A drone attack by a notorious paramilitary group hit a vehicle carrying displaced families in central Sudan Saturday, killing at least 24 people, including eight children, a doctors’ group said.

The attack by the Rapid Support Forces occurred close to the city of Rahad in North Kordofan province, said the Sudan Doctors Network, which tracks the country’s ongoing war.

The vehicle transported displaced people who fled fighting in the Dubeiker area of North Kordofan, the doctors’ group said in a statement. Among the dead children were two infants, the group said.

The doctors’ group urged the international community and rights organizations to “take immediate action to protect civilians and hold the RSF leadership directly accountable for these violations.”

There was no immediate comment from the RSF, which has been at war against the Sudanese military for control of the country for about three years.

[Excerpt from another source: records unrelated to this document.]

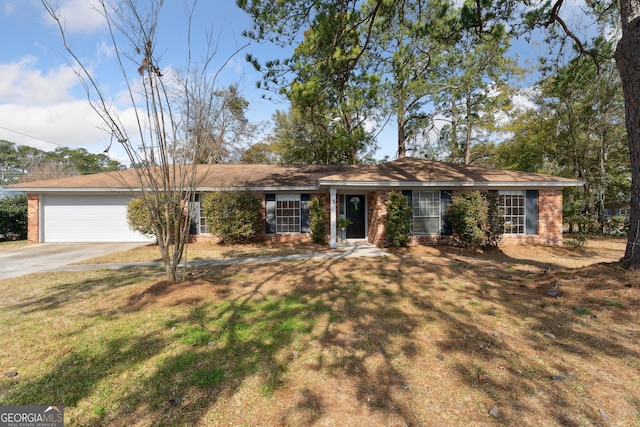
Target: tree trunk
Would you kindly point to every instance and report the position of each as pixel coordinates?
(402, 143)
(628, 61)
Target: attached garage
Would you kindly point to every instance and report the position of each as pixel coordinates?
(86, 218)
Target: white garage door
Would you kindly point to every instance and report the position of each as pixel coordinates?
(88, 218)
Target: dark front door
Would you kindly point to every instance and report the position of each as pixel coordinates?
(355, 212)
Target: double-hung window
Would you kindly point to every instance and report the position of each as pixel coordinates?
(287, 213)
(513, 207)
(426, 212)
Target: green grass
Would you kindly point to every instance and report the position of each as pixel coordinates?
(291, 344)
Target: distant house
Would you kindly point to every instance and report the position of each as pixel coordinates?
(92, 208)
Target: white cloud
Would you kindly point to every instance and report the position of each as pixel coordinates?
(70, 124)
(22, 83)
(82, 16)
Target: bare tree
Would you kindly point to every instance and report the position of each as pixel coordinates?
(162, 147)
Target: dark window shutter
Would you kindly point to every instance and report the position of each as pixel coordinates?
(270, 213)
(304, 213)
(531, 214)
(194, 226)
(409, 195)
(445, 225)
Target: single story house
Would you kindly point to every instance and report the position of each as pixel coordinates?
(92, 208)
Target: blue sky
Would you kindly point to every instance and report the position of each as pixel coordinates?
(43, 105)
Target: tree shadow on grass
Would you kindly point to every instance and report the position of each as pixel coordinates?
(358, 321)
(497, 364)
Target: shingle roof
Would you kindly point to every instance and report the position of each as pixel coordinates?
(398, 172)
(412, 170)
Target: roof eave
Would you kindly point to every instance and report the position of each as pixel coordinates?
(528, 184)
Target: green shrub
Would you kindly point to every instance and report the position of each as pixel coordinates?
(13, 216)
(317, 221)
(138, 217)
(233, 216)
(398, 219)
(138, 213)
(476, 219)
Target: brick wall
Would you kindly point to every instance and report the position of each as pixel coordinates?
(262, 234)
(33, 218)
(549, 223)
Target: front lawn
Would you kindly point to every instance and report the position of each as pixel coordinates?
(427, 336)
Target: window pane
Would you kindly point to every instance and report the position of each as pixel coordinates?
(426, 212)
(287, 213)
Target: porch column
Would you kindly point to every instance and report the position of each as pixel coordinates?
(333, 218)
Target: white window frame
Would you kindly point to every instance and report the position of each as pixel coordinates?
(507, 199)
(286, 203)
(426, 204)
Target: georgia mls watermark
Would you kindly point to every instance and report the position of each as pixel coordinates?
(31, 416)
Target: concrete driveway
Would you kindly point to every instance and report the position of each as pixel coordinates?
(36, 258)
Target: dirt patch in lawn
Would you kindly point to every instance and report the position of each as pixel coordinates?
(525, 335)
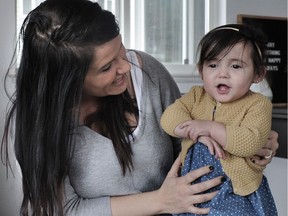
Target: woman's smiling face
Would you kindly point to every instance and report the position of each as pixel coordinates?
(229, 76)
(107, 74)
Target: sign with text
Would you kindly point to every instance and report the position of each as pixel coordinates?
(275, 29)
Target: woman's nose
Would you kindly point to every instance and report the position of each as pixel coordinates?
(124, 66)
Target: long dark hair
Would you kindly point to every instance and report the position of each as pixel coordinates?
(58, 39)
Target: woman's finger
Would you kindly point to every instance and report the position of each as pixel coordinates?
(175, 168)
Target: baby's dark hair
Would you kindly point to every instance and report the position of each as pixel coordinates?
(224, 38)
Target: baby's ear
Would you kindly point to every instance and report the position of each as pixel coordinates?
(200, 72)
(259, 77)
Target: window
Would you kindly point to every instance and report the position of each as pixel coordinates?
(169, 30)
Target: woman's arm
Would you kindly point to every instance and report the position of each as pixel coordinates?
(271, 145)
(176, 195)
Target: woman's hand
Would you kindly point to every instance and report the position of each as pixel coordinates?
(265, 155)
(178, 195)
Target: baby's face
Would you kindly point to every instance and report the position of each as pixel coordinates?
(229, 76)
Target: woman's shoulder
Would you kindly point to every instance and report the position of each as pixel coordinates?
(150, 64)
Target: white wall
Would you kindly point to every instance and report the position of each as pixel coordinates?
(276, 172)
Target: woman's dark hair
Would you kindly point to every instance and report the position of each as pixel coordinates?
(58, 42)
(224, 38)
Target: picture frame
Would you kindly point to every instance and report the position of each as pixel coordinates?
(275, 29)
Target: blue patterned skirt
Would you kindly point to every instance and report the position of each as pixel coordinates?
(259, 203)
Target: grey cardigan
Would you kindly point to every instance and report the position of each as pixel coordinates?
(95, 173)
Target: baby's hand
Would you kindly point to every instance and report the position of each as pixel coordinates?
(213, 146)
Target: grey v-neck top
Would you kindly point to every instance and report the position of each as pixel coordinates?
(95, 174)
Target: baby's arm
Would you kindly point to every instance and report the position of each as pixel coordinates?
(202, 131)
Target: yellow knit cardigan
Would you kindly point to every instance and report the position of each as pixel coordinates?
(247, 121)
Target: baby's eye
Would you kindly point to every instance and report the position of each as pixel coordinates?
(236, 66)
(212, 65)
(106, 68)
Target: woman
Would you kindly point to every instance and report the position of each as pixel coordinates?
(87, 134)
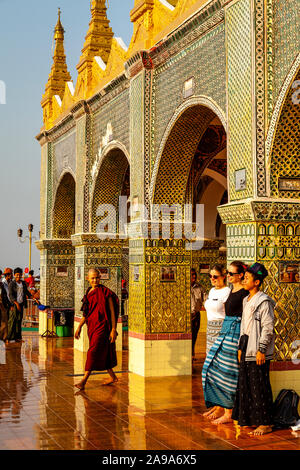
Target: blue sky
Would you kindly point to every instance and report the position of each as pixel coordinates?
(26, 36)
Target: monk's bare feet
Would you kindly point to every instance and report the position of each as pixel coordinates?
(216, 414)
(261, 430)
(80, 385)
(211, 410)
(110, 381)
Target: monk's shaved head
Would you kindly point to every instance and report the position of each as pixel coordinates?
(93, 271)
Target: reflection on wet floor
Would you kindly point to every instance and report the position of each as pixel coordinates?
(41, 409)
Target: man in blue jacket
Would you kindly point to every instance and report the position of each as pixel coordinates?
(18, 294)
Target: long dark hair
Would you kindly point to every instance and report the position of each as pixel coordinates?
(219, 268)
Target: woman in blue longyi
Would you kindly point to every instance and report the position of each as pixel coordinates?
(220, 370)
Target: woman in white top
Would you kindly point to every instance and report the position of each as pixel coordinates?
(215, 311)
(215, 304)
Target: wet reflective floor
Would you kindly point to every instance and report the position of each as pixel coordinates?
(41, 410)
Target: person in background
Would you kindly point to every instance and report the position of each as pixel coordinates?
(215, 311)
(30, 281)
(124, 296)
(254, 400)
(6, 304)
(220, 370)
(18, 294)
(197, 299)
(3, 315)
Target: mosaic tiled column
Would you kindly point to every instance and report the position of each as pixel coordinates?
(57, 273)
(159, 308)
(106, 255)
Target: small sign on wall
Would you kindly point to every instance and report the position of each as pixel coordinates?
(240, 180)
(168, 273)
(289, 184)
(289, 272)
(61, 271)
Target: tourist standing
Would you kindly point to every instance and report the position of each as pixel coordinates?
(3, 315)
(254, 401)
(30, 281)
(220, 370)
(197, 299)
(99, 314)
(215, 311)
(6, 304)
(18, 294)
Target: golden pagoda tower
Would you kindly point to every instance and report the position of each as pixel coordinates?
(98, 42)
(59, 74)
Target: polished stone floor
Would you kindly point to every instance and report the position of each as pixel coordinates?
(41, 410)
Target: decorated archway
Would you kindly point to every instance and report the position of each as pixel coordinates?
(64, 208)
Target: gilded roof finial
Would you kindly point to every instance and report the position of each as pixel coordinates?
(59, 74)
(99, 36)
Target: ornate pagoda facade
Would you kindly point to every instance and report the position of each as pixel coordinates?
(201, 108)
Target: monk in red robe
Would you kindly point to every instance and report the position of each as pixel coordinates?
(99, 316)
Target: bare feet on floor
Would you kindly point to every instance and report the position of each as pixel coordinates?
(223, 420)
(110, 381)
(80, 385)
(216, 414)
(207, 413)
(261, 430)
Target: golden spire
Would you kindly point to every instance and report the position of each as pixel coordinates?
(59, 74)
(99, 36)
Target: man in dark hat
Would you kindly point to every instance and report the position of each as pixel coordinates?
(5, 304)
(254, 400)
(18, 294)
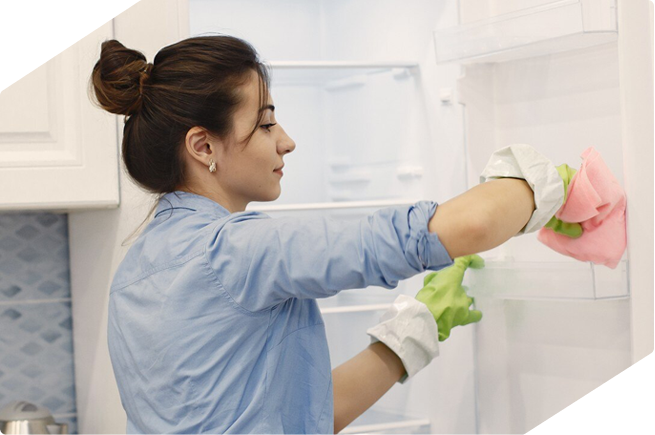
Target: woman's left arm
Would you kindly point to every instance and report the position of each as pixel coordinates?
(362, 380)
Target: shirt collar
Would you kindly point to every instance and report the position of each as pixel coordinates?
(189, 201)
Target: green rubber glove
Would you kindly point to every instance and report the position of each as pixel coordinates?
(572, 230)
(446, 298)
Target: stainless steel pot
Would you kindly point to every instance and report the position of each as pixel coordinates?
(24, 418)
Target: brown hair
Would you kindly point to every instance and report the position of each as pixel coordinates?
(193, 82)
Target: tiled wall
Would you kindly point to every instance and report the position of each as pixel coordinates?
(36, 342)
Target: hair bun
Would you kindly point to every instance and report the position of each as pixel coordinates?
(119, 77)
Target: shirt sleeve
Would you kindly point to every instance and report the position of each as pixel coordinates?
(262, 261)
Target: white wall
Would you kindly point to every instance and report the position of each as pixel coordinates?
(96, 236)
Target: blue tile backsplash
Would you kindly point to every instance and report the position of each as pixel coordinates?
(36, 337)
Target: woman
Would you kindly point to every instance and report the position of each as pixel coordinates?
(213, 323)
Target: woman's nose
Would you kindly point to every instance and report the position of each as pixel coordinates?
(286, 143)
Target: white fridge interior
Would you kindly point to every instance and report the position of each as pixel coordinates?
(393, 102)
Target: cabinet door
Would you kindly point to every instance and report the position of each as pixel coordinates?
(57, 150)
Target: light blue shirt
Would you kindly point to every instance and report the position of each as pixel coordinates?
(213, 323)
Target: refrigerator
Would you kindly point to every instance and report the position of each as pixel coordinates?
(394, 102)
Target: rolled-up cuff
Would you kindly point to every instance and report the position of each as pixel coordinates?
(525, 162)
(410, 331)
(425, 245)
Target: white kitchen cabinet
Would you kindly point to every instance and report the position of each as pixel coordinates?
(57, 150)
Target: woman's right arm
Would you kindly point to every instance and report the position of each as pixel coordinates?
(483, 217)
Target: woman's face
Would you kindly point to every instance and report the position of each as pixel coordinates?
(251, 171)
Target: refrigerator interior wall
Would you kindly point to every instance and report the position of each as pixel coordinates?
(554, 367)
(551, 357)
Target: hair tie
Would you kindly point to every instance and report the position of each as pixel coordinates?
(145, 75)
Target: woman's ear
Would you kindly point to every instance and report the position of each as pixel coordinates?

Sudan plunged into chaos in April 2023 when a power struggle between the military and the RSF exploded into open fighting in the capital, Khartoum, and elsewhere in the country.

The devastating war has killed more than 40,000 people, according to UN figures, but aid groups say that is an undercount and the true number could be many times higher.

It created the world’s largest humanitarian crisis with over 14 million people forced to flee their homes. It fueled disease outbreaks and pushed parts of the country into famine.